Par lettre du 21 janvier 2013, M. X et Mme Y ont demandé à la SARL Schiro Constructions de procéder à la réception des travaux le 8 février 2013.
A cette date, M. X et Mme Y n’étaient pas présents et la réception n’a pu être prononcée.
Par lettre du 14 mai 2013, M. X et Mme Y se sont plaints auprès de la SARL Schiro Constructions que les travaux ne correspondaient pas à l’étude effectuée par le bureau Cerato.
Par lettre du 20 juillet 2013, la SARL Schiro Constructions a répliqué que la modification était adaptée à la mise en place d’une maison à ossature bois et qu’il n’existait aucun désordre sur les travaux réalisés.
M. X et Mme Y ont fait examiner les travaux par M. Z, architecte qui, dans un rapport du 4 février 2014, a confirmé que les travaux ne correspondaient pas à l’étude initiale, estimé qu’il existait des risques potentiels, et déclaré prononcer une réception avec réserves à effet du 6 décembre 2013.
Par lettre du 18 mars 2014, M. X et Mme Y ont vainement mis en demeure la SARL Schiro Constructions de procéder à la pose de micro-pieux pour solidifier la structure.
Par acte délivré le 27 février 2015, ils ont fait assigner la SARL Schiro Constructions devant le tribunal de grande instance d’Agen afin de voir prononcer la résolution du contrat d’entreprise et de la voir condamner à leur payer le coût de la démolition de la structure.
Par acte du 9 juillet 2015, la SARL Schiro Constructions a appelé en garantie son assureur de responsabilité civile, la SA Aviva Assurances.
E Y est décédée le […] laissant pour lui succéder son fils A né le […].

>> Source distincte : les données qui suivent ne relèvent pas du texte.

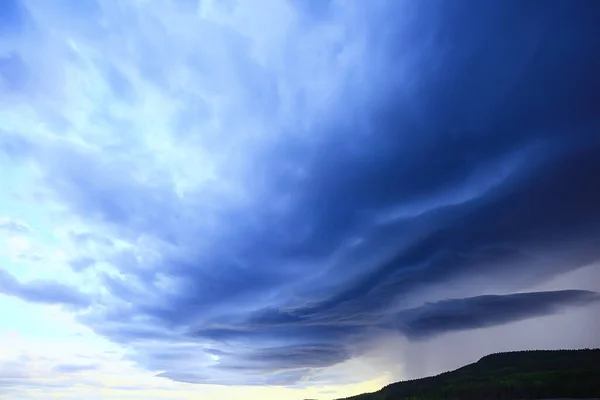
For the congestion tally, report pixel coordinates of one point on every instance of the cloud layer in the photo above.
(249, 194)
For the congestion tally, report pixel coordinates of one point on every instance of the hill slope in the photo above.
(516, 375)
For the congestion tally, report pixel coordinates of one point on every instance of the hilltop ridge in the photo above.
(532, 374)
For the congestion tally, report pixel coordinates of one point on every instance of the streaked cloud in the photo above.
(259, 194)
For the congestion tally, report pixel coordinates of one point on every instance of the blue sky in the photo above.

Par jugement rendu le 21 novembre 2019, le tribunal de grande instance d’Agen a :
— débouté M. C X, agissant en son nom personnel et es-qualité de représentant légal de son fils A X Y, de sa demande d’homologation du rapport d’expertise amiable contradictoire déposé par M. F-G Z le 4 février 2014,
— prononcé la résolution judiciaire du contrat conclu le 22 juin 2012,
— condamné l’EURL Schiro Constructions au paiement de la somme de 35 706,58 Euros au profit de M. C X, agissant en son nom personnel et es-qualité de représentant légal de son fils A X Y, en remboursement des factures payées,
— condamné l’EURL Schiro Constructions au paiement de la somme de 8 400 Euros au profit de M. C X, agissant en son nom personnel et es-qualité de représentant légal de son fils A X Y, au titre de la démolition de la chape existante et de la remise en forme du terrain,
— condamné l’EURL Schiro Constructions au paiement de la somme de 1 831,20 Euros au profit de M. C X, agissant en son nom personnel et es-qualité de représentant légal de son fils A X Y, en remboursement des frais de l’expertise réalisée par M. Z,
— condamné l’EURL Schiro Constructions au paiement de la somme de 1 500 Euros au profit de M. C X, agissant en son nom personnel et es-qualité de représentant légal de son fils A X Y, en remboursement des frais d’étude géotechnique,
— condamné l’EURL Schiro Constructions à verser à M. C X, agissant en son nom personnel et es-qualité de représentant légal de son fils A X Y, la somme de 200 Euros par mois à compter de décembre 2012 et jusqu’au prononcé du jugement en présence, soit la somme de 16 800 Euros à titre de dommages et intérêts,
— débouté M. C X, agissant en son nom personnel et es-qualité de représentant légal de son fils A X Y, de sa demande visant au remboursement des frais d’études sol et béton réalisées par le cabinet BET Cerato,
— débouté l’EURL Schiro Constructions de sa demande de paiement de la somme de 2 870,40 Euros,
— débouté l’EURL Schiro Constructions de sa demande de paiement de la somme de 2 388,30 Euros,
— rejeté la demande reconventionnelle de l’EURL Schiro Constructions visant à voir ordonner une expertise judiciaire,
— débouté l’EURL Schiro Constructions de son appel en garantie formé à l’encontre de la SA Aviva Assurances,
— condamné l’EURL Schiro Constructions au paiement au profit de M. C X, agissant en son nom personnel et es-qualité de représentant légal de son fils A X Y, de la somme de 3 000 Euros au titre de l’article 700 du code de procédure civile,
— débouté la SA Aviva Assurances de sa demande formulée au titre de l’article 700 du code de procédure civile,
— condamné l’EURL Schiro Constructions au paiement des dépens de la procédure.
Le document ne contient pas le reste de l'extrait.